So, last night, Laurel Nakadate was at MoMA in NYC again to give a talk about the exhibition that she has going on at PS1. So I went to listen to her talk.

I didn't know what the format was going to be. But it ended up being a 45 minute presentation by Nakadate, where she showed photos and clips from her films, followed by about 45 minutes of a little panel discussion and Q&A with the crowd.

So Nakadate gave a pretty cool story about how she'd started working with video. I guess she'd gone to Yale to get her Masters. She was young and all alone. She was kind of depressed.

So she just kind of started meeting these guys on the street and asking if she could film them in their houses. I guess the first video she made was of going into these guys' houses and dancing with them to the Britney Spears' "Oops" song.

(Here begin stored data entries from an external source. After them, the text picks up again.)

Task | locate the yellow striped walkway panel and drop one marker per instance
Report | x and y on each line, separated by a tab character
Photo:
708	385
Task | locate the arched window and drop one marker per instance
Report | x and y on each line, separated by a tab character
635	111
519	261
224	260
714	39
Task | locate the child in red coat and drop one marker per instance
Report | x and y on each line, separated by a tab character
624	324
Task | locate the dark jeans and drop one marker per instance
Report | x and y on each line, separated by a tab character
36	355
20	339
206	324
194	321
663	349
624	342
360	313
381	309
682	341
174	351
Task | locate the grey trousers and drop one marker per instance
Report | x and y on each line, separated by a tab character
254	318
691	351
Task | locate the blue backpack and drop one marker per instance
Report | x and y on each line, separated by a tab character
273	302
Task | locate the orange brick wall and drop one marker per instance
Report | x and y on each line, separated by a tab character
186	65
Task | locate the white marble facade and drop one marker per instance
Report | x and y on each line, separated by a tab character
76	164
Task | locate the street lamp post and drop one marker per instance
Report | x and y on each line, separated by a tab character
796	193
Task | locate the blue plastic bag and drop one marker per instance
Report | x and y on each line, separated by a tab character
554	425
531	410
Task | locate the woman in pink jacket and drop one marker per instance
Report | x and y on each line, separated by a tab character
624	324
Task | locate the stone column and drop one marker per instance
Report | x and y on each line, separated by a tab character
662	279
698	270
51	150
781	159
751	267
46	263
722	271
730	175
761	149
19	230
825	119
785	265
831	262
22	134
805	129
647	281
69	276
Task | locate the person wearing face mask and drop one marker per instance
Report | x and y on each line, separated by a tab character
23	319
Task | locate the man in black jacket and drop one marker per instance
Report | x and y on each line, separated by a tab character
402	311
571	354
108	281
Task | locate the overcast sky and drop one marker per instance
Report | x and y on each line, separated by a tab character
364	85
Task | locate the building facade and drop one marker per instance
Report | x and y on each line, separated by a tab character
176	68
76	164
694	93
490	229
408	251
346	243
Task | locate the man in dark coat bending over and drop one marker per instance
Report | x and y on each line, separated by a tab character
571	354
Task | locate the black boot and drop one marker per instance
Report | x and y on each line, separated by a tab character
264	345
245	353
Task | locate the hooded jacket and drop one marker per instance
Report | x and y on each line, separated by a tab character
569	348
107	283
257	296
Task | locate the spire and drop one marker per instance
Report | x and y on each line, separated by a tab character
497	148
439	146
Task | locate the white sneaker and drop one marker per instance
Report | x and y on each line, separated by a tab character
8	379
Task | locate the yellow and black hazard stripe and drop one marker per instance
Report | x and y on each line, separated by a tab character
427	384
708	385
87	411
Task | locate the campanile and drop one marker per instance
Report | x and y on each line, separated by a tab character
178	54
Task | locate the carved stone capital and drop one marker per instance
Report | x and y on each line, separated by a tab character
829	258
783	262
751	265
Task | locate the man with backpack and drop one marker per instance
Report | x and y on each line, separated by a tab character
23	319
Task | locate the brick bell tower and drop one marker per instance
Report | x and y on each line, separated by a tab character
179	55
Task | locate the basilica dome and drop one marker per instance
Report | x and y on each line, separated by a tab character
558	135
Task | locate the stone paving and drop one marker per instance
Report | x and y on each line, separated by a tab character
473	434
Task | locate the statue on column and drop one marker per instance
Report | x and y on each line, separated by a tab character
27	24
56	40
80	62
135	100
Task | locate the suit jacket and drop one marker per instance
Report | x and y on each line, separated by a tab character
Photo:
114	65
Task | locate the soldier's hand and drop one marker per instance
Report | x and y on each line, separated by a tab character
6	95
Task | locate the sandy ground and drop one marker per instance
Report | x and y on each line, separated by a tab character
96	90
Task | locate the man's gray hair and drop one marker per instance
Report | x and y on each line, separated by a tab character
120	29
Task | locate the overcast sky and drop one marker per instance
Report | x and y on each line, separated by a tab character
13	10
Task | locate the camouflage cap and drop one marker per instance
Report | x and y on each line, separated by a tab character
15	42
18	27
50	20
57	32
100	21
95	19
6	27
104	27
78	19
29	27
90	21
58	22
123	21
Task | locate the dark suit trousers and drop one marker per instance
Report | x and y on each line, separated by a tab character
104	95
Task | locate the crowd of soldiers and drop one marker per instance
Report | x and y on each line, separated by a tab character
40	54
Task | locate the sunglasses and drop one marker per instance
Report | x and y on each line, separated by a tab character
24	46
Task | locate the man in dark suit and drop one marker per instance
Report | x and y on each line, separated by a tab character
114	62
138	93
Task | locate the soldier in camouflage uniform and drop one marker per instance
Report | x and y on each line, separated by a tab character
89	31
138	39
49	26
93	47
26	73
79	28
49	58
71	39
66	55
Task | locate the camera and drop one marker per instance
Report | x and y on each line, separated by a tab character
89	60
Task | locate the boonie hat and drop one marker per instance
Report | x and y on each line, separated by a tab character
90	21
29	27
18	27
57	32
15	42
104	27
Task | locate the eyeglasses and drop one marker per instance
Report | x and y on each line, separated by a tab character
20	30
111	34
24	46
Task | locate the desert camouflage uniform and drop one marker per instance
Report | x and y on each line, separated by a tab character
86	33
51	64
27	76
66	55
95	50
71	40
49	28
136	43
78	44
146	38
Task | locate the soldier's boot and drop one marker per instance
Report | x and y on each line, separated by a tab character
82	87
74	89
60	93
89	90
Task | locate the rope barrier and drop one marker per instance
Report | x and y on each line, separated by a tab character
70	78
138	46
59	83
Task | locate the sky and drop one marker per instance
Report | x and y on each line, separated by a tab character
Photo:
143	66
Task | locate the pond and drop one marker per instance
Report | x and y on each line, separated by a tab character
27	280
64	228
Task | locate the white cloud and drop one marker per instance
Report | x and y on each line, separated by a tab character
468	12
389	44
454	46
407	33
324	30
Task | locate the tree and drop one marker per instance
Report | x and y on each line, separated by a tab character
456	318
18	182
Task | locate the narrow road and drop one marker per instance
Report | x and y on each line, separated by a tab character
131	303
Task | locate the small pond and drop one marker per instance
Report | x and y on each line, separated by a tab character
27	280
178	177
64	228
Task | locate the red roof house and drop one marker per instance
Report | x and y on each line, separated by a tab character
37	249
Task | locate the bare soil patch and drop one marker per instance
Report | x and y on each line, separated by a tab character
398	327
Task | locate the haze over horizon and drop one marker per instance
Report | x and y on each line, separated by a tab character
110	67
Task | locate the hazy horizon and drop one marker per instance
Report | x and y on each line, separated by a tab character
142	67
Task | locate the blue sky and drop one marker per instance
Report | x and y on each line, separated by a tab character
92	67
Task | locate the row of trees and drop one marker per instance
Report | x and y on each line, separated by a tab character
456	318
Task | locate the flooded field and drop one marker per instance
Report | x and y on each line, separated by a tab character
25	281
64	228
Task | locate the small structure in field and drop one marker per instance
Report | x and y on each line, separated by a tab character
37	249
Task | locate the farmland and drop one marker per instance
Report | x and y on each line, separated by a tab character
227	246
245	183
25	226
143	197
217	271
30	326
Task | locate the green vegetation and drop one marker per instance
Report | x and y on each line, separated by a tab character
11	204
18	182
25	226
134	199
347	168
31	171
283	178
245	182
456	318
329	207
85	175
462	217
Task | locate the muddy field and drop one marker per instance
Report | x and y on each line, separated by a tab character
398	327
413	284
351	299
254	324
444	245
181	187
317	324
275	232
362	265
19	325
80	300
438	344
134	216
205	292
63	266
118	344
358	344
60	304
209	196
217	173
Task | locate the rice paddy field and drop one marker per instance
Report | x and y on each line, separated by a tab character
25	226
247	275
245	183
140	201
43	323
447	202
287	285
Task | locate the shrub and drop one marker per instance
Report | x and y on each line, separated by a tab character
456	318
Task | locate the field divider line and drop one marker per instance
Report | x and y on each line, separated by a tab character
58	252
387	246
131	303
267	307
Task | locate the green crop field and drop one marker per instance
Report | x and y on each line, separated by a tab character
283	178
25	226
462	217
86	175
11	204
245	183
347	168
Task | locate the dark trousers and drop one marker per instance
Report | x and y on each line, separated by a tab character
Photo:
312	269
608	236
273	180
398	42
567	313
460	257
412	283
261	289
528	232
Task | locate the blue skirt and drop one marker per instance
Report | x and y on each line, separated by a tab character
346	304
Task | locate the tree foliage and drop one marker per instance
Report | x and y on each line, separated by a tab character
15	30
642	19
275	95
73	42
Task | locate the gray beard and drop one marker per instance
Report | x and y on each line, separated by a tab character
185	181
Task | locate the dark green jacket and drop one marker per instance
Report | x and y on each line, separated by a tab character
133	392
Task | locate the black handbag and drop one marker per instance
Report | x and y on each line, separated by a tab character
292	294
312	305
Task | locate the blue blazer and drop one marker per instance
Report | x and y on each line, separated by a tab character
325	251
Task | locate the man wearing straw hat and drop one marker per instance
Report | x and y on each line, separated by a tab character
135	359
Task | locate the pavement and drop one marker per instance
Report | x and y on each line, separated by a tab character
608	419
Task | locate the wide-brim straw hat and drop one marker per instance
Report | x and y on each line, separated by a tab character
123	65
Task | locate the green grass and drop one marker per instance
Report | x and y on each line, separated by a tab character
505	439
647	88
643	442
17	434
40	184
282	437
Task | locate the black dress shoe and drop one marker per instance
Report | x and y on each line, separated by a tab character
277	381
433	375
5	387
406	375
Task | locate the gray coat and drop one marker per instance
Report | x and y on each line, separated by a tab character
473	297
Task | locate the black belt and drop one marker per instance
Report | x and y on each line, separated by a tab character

Anyway, so these guys were kind of old and out of shape. One of them danced around a lot. He looked like he was having fun! Another guy stood completely still. I guess he was trying to deadpan it. But it kept looking like he was going to laugh anyway!

I guess this video was from 1998. I can't remember when "viral" became a term for funny things on the internet that suddenly millions of people watch. But I definitely thought, while watching this video, that it was viral. And partly that was because the guys had that Star Wars Kid kind of appeal.

But it was also because Nakadate looked really sexy. She was wearing this tight pink shirt and this blue denim skirt. And she danced reall sexy!

So, she was pretty sexy. Well, you know, when she was younger, she looked different. If you saw her nowadays, you'd probably think she was really sexy! Anyway, I did.

I sat in the front row. I was sitting with all these guys and ladies who did all kinds of important things with art in New York City. Curators, Assistant Curators, Big Artists, all that kind of stuff. The guy who I had seen with Nakadate, the well-manicured man -- it turns out he's this guy named Claus. And he's the director of PS1! So he was there and he sat next to me. Then he went up and did the forum with Nakadate.

So I felt pretty cool with all these important people sitting next to me, just a tiny, little baby, you know. But then, before the show started, Nakadate came up to talk to some of the people in the front row. I felt shy, terribly shy, just having her that close to me. You know, she's very kind. I have a feeling she could be friends with anybody! But I just get shy.

But she's really sexy. And she was standing right next to me, talking to the guy and woman who sat next to me, about some really good interview Nakadate had given in 2006. And while she was talking, I was just looking at how incredible she looked in her jeans. Not that I was going to tell her that. But her legs are wonderful!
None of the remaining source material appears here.